Auto Scraping to CSV — Page-Agent Bridge
Scrape any webpage using text-based DOM manipulation and export structured data to CSV. Controls a local browser via Playwright + Alibaba Page-Agent. No external LLM required — Claude acts as the host model.
When to Use
- Data extraction: "Extract all product names and prices from the listing"
- Table scraping: "Get the top 10 rows from the pricing table"
- News aggregation: "Scrape latest blog posts with titles, dates, and URLs"
- Form & workflow testing: "Fill the signup form with test@example.com and submit"
- UI verification: "Verify the dashboard shows 3 items in the table"
- End-to-end journeys: "Login → add item to cart → checkout → confirm order"

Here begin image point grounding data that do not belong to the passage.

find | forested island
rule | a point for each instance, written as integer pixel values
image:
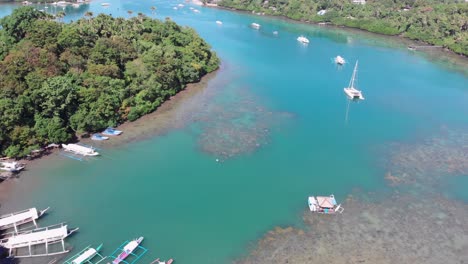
(59, 80)
(437, 22)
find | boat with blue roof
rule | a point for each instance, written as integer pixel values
(324, 205)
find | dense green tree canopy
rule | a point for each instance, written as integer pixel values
(58, 79)
(438, 22)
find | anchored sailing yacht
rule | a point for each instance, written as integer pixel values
(351, 92)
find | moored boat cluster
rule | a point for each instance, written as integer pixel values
(33, 241)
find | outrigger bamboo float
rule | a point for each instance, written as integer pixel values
(86, 256)
(14, 220)
(45, 236)
(324, 205)
(80, 150)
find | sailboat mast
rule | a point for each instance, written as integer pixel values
(351, 83)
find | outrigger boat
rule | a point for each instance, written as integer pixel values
(111, 132)
(162, 262)
(351, 92)
(40, 236)
(16, 219)
(324, 204)
(128, 250)
(81, 150)
(11, 166)
(99, 137)
(86, 256)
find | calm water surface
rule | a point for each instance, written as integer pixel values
(281, 106)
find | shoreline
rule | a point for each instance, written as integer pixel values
(404, 40)
(155, 123)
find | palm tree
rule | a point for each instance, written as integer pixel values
(60, 15)
(89, 14)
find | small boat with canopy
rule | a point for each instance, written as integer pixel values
(110, 131)
(11, 166)
(128, 249)
(351, 92)
(324, 204)
(37, 242)
(99, 137)
(80, 150)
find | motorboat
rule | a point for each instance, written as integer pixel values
(99, 137)
(127, 250)
(351, 92)
(79, 149)
(303, 39)
(255, 25)
(110, 131)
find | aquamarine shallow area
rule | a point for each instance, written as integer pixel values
(277, 102)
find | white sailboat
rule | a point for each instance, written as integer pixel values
(351, 92)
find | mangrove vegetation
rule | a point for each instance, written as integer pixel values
(60, 80)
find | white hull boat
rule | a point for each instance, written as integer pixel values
(11, 166)
(303, 39)
(127, 250)
(339, 60)
(351, 92)
(80, 150)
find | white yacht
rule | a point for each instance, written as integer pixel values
(255, 25)
(339, 60)
(351, 92)
(303, 39)
(81, 150)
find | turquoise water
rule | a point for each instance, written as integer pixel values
(278, 107)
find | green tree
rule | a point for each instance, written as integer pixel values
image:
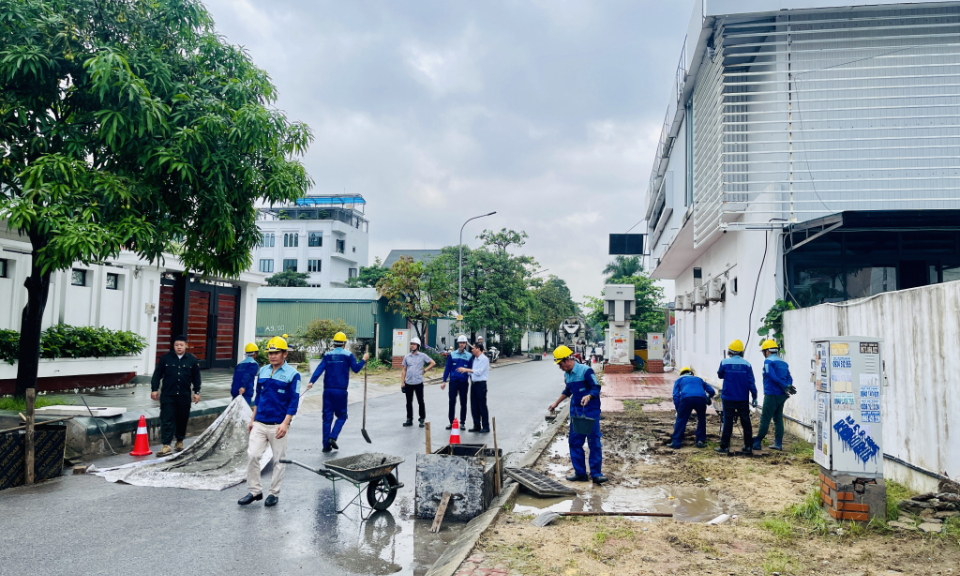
(322, 330)
(125, 124)
(622, 267)
(418, 295)
(368, 276)
(288, 279)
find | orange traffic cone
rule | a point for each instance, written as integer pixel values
(455, 432)
(141, 446)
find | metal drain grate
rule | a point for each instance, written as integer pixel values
(539, 484)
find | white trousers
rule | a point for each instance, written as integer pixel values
(261, 436)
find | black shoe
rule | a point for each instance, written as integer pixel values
(249, 499)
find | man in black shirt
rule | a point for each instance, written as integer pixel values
(178, 370)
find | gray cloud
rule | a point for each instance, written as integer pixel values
(547, 111)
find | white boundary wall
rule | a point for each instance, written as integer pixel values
(920, 404)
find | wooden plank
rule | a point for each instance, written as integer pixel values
(441, 510)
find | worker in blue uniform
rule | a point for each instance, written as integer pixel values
(278, 396)
(738, 385)
(335, 366)
(245, 374)
(459, 381)
(777, 387)
(690, 393)
(584, 390)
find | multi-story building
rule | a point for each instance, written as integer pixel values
(325, 236)
(810, 153)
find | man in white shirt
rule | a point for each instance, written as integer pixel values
(478, 389)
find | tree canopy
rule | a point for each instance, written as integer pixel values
(125, 124)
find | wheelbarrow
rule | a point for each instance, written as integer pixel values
(370, 468)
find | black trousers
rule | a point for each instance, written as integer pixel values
(478, 405)
(410, 390)
(458, 389)
(174, 415)
(733, 409)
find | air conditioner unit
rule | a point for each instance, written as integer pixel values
(715, 290)
(699, 296)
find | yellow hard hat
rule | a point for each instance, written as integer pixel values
(560, 353)
(277, 344)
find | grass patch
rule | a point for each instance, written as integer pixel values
(20, 404)
(777, 561)
(895, 493)
(779, 527)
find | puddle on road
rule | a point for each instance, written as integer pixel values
(688, 504)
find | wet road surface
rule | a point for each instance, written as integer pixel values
(86, 525)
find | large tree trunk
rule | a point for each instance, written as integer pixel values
(28, 361)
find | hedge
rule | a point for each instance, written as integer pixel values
(62, 341)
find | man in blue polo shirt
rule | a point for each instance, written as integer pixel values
(459, 381)
(278, 393)
(584, 390)
(335, 367)
(738, 385)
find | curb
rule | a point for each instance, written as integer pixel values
(459, 550)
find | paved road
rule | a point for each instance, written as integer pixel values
(85, 525)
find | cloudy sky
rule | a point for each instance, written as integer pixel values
(547, 111)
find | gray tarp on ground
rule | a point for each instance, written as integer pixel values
(215, 461)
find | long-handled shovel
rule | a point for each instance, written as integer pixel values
(363, 429)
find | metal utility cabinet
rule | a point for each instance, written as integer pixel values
(848, 430)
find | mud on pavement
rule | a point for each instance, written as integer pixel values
(778, 526)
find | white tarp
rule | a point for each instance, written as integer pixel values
(215, 461)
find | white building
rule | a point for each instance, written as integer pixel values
(157, 301)
(326, 236)
(811, 153)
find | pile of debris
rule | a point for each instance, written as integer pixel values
(932, 508)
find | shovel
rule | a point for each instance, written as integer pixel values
(363, 429)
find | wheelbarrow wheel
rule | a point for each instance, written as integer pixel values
(382, 492)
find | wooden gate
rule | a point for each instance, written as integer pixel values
(213, 323)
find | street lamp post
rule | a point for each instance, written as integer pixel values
(460, 273)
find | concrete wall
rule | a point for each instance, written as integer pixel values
(920, 399)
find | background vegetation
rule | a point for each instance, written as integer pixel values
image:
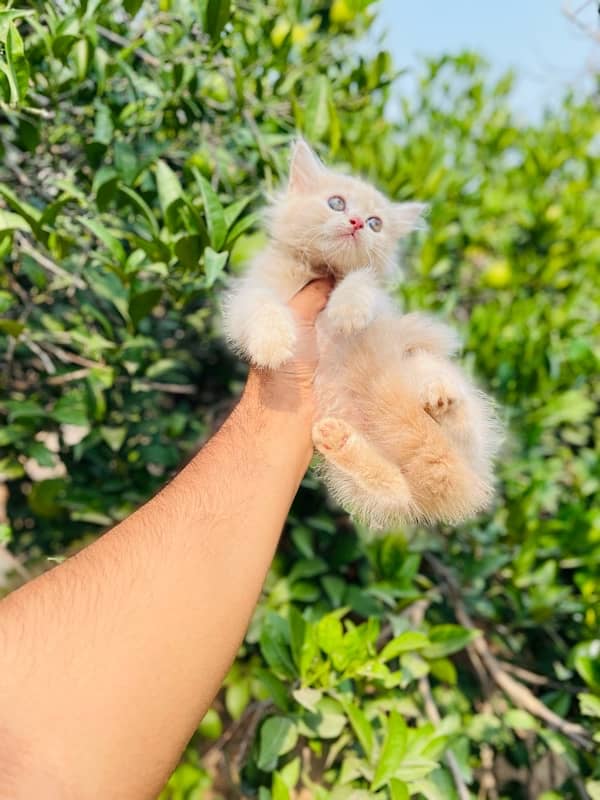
(136, 139)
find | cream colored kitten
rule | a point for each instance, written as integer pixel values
(324, 223)
(405, 435)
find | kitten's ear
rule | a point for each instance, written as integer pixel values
(305, 168)
(410, 217)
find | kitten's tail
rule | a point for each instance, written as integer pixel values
(443, 485)
(417, 331)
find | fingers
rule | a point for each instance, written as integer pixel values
(311, 299)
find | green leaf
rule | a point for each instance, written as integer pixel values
(11, 327)
(278, 735)
(5, 534)
(237, 697)
(24, 409)
(520, 720)
(169, 188)
(213, 212)
(308, 698)
(274, 644)
(279, 789)
(103, 130)
(330, 634)
(30, 213)
(141, 304)
(589, 704)
(398, 790)
(412, 769)
(405, 642)
(43, 456)
(317, 108)
(446, 639)
(361, 727)
(139, 202)
(113, 436)
(214, 264)
(18, 68)
(393, 750)
(211, 726)
(132, 6)
(71, 409)
(216, 15)
(106, 237)
(593, 789)
(233, 211)
(12, 222)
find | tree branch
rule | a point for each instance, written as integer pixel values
(519, 694)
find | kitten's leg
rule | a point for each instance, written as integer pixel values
(354, 301)
(444, 395)
(260, 326)
(348, 450)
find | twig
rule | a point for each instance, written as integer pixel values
(169, 388)
(416, 615)
(70, 358)
(573, 16)
(116, 38)
(47, 264)
(535, 679)
(520, 695)
(434, 715)
(46, 361)
(67, 377)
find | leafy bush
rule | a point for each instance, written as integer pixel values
(135, 142)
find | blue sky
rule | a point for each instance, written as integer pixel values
(533, 36)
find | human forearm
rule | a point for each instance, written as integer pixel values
(126, 644)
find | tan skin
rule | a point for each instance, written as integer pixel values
(109, 661)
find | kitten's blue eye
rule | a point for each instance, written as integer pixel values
(336, 203)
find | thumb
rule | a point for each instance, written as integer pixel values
(311, 299)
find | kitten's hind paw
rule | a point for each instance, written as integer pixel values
(330, 434)
(272, 339)
(439, 398)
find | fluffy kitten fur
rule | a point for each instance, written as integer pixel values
(405, 435)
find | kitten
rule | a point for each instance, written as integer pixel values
(405, 436)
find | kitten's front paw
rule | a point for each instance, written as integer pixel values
(330, 434)
(272, 339)
(349, 316)
(438, 399)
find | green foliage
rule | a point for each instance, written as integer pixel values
(135, 144)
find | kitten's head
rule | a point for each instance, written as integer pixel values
(336, 222)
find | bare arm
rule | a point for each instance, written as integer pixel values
(109, 661)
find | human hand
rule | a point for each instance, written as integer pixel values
(290, 386)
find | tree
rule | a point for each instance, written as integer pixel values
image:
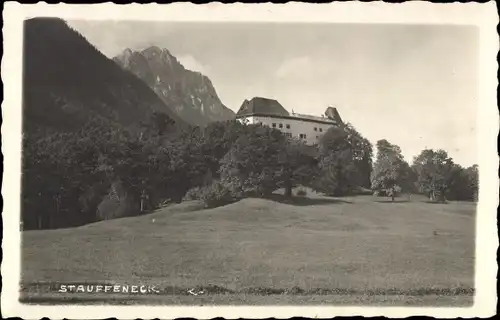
(252, 165)
(297, 162)
(362, 154)
(434, 172)
(390, 172)
(463, 183)
(339, 154)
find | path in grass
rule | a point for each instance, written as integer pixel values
(345, 244)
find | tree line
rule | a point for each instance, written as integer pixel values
(103, 172)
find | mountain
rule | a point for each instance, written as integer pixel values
(190, 94)
(67, 83)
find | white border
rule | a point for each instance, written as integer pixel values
(484, 16)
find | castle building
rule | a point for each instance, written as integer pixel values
(271, 113)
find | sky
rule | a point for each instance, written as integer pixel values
(414, 85)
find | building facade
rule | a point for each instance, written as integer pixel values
(271, 113)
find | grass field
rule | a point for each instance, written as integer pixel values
(316, 250)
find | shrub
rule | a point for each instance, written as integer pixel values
(216, 194)
(193, 194)
(301, 192)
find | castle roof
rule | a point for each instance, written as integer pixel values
(262, 106)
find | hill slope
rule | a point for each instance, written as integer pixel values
(67, 83)
(189, 93)
(356, 244)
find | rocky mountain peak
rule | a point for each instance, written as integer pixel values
(190, 94)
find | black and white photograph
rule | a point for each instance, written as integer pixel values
(207, 162)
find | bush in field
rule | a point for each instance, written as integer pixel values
(301, 192)
(338, 173)
(193, 194)
(391, 174)
(216, 194)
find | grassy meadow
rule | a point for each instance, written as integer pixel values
(313, 250)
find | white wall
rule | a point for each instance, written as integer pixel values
(297, 127)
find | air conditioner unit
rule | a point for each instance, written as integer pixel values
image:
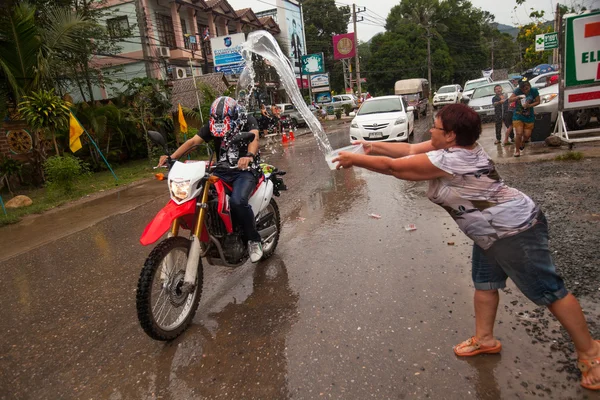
(180, 73)
(164, 52)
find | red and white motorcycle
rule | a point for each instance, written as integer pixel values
(170, 283)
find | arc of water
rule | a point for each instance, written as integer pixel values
(265, 45)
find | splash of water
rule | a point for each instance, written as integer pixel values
(265, 45)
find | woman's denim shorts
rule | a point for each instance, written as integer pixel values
(525, 258)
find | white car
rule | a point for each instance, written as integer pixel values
(449, 94)
(541, 81)
(471, 85)
(385, 118)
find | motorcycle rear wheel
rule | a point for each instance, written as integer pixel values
(163, 309)
(270, 245)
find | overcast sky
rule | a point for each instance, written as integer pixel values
(377, 11)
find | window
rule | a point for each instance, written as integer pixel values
(166, 33)
(118, 27)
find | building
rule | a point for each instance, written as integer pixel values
(168, 39)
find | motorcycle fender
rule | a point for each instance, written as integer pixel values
(163, 220)
(223, 206)
(261, 197)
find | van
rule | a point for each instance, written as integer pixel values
(416, 93)
(471, 85)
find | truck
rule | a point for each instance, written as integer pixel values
(416, 93)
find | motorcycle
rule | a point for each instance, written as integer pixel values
(170, 283)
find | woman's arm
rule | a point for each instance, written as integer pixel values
(416, 168)
(396, 150)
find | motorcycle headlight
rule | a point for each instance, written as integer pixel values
(180, 189)
(548, 97)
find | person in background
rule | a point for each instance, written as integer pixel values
(500, 102)
(508, 229)
(526, 98)
(276, 111)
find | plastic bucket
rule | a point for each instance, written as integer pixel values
(354, 148)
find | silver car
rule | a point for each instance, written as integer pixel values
(481, 100)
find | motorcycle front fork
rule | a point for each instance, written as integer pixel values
(191, 268)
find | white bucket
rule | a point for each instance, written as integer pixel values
(354, 148)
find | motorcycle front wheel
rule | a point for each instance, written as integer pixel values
(165, 307)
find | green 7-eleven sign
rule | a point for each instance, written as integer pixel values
(582, 50)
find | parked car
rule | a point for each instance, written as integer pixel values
(289, 110)
(471, 85)
(449, 94)
(416, 93)
(386, 118)
(339, 100)
(481, 100)
(574, 119)
(541, 81)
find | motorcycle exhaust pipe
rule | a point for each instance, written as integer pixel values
(265, 233)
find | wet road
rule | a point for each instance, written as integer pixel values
(349, 307)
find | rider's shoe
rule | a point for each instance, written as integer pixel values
(255, 250)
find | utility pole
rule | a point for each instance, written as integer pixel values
(356, 47)
(141, 17)
(492, 54)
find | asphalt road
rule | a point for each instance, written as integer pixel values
(349, 307)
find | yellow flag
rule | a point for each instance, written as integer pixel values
(75, 130)
(182, 123)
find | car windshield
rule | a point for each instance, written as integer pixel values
(473, 85)
(447, 89)
(486, 91)
(380, 106)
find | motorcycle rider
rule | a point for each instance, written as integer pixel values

- Regression testing: Re-run natural language test scripts after deploys
How It Works
Claude (Host Model)
↕ HTTP
Bridge Server (Node.js + Playwright)
↕ page.evaluate()
Browser (Chromium) ← Page-Agent injected
- Bridge launches a local Chromium browser via Playwright
- Page-Agent is injected as an IIFE script from CDN into the target page
- Page-Agent indexes the DOM and generates a simplified text representation of interactive elements with numeric indices:
[5]<button>Submit</button> [12]<input placeholder="Email" type="email"/> - Claude receives the text state, decides the next action, and instructs the bridge to execute it
- Loop continues until the task is complete or max steps reached
Key Design Decisions
| Decision | Rationale |
|---|---|
| Text-based DOM | No screenshots, no vision model needed. Faster and cheaper. |
| Host model | Claude is the reasoning engine. No OpenAI/Qwen API key needed. |
| HTTP bridge | Playwright runs in Node.js; Claude communicates via simple HTTP. |
| Turn-based loop | Compatible with Claude Code's chat interaction model. |
| CDN injection | No npm install of page-agent needed; auto-updates to latest. |
| CSV export | Built-in workflow to convert scraped JSON data to CSV files. |
First-Time Setup
1. Install Playwright
npm install -D playwright
npx playwright install chromium
2. Place the Bridge Script
After installing this skill, copy the bundled bridge script to .claude/agents/:
cp .claude/skills/auto-scraping-to-csv/page-agent-bridge.mjs .claude/agents/
3. Start the Bridge
In a separate terminal (the bridge must stay running):
node .claude/agents/page-agent-bridge.mjs
Default port: 9876. Custom port:
node .claude/agents/page-agent-bridge.mjs 8888
You should see:
🚀 Page-Agent Bridge (Host Model) running on http://localhost:9876
4. Verify Health
curl http://localhost:9876/health
Expected: { "status": "ok", "sessions": 0, "maxSessions": 5 }
Workflow
Phase 1: Initialize Session
curl -X POST http://localhost:9876/sessions \
-H "Content-Type: application/json" \
-d '{"url": "https://example.com", "headless": false}'
Response:
{ "id": "a1b2c3d4", "url": "https://example.com" }
Phase 2: Observe → Think → Act Loop
Step 2a. Observe (fetch DOM state)
curl http://localhost:9876/sessions/a1b2c3d4/state
Step 2b. Think (Claude decides)
Based on the content text, identify the target element index and choose an action.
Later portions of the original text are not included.